There may be some of you reading this who won't be celebrating your dad this Sunday, for whatever reason. Maybe you will be, but deep down you sense that there is something missing, there may be a need in your life you feel your father should but doesn't fulfil. Maybe your relationship with your dad is broken. I know the pain that the non-existance of a father or father figure can cause and the way that it can shape you as a person, and I often wonder where I would be if it were not for the grace of my Heavenly Father.

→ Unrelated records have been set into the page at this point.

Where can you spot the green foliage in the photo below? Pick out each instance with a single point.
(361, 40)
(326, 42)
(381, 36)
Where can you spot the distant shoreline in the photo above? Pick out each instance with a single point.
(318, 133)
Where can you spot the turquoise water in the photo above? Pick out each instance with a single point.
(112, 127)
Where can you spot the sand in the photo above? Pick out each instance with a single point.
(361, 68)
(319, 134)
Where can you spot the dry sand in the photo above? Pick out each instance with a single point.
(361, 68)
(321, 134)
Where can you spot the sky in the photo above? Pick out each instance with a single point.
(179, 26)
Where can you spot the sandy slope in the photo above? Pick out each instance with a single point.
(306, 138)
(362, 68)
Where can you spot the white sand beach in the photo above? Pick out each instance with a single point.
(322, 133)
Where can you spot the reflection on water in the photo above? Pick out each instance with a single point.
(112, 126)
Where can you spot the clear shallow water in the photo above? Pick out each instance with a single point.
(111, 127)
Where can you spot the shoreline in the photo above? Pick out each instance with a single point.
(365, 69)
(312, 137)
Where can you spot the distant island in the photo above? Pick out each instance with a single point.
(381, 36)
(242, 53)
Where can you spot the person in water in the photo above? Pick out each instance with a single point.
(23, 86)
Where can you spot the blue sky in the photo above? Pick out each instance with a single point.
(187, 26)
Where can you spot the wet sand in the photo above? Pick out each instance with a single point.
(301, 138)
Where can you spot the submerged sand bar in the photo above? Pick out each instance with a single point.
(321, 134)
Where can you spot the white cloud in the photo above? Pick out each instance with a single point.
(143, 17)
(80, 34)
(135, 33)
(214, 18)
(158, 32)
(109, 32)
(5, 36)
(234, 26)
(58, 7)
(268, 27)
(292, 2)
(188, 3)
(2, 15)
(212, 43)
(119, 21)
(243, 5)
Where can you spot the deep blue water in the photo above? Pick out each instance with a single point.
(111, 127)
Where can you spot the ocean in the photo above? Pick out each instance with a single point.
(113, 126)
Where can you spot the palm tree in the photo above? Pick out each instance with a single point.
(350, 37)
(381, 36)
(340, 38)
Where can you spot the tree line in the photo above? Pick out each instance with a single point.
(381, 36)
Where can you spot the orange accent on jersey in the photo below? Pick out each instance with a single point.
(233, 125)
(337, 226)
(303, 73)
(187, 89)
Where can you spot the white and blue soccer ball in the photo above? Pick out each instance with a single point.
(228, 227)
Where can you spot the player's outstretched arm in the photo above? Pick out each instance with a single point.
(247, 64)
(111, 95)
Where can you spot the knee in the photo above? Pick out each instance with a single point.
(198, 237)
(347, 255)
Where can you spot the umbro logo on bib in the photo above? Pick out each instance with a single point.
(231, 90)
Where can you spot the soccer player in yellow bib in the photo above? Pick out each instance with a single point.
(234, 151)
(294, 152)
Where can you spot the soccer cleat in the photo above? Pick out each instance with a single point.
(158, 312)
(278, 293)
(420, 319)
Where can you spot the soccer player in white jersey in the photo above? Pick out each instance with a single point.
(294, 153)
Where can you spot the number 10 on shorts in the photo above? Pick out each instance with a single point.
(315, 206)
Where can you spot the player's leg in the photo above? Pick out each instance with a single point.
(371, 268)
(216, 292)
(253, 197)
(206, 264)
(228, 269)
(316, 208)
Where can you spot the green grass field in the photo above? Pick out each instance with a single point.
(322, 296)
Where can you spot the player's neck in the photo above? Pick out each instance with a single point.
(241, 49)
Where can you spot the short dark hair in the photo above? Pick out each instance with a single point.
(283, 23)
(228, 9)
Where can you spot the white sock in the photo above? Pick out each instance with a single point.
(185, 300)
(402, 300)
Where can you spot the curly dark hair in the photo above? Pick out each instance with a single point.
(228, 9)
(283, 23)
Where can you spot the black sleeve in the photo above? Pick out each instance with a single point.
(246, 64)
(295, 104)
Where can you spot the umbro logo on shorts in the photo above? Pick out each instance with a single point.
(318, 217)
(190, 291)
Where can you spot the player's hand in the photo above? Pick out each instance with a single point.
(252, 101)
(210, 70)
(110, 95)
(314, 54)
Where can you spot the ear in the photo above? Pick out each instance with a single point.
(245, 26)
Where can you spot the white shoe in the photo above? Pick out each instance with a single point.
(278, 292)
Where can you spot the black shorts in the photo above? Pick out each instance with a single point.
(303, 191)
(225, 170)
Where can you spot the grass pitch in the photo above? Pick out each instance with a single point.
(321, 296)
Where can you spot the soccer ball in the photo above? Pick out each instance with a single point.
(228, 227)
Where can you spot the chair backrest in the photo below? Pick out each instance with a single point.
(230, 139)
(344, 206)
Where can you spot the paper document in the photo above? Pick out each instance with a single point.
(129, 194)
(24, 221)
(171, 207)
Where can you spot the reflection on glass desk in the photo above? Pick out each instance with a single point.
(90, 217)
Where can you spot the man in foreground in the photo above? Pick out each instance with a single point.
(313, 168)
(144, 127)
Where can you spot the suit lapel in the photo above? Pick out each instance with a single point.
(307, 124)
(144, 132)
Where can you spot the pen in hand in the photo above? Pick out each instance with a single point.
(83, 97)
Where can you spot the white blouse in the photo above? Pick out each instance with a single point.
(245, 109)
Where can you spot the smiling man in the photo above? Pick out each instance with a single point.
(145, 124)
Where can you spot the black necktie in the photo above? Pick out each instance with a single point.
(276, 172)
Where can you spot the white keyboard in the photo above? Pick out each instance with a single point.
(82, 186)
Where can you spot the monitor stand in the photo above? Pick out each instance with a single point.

I present my life before you today as evidence that there is a Father who never fails, whose love transcends all things and whose grace, power and strength are sufficient for you. All you need do is come to Him, brokenness, heartache and emotional baggage included. He can take it all. That's what God did when Jesus died on that cross! He took your sin, your pain, your weakness, your failures, everything that would ever hold you back from knowing Him and He nailed it to a cross. Jesus took all of that for you. He's just waiting for you to accept it.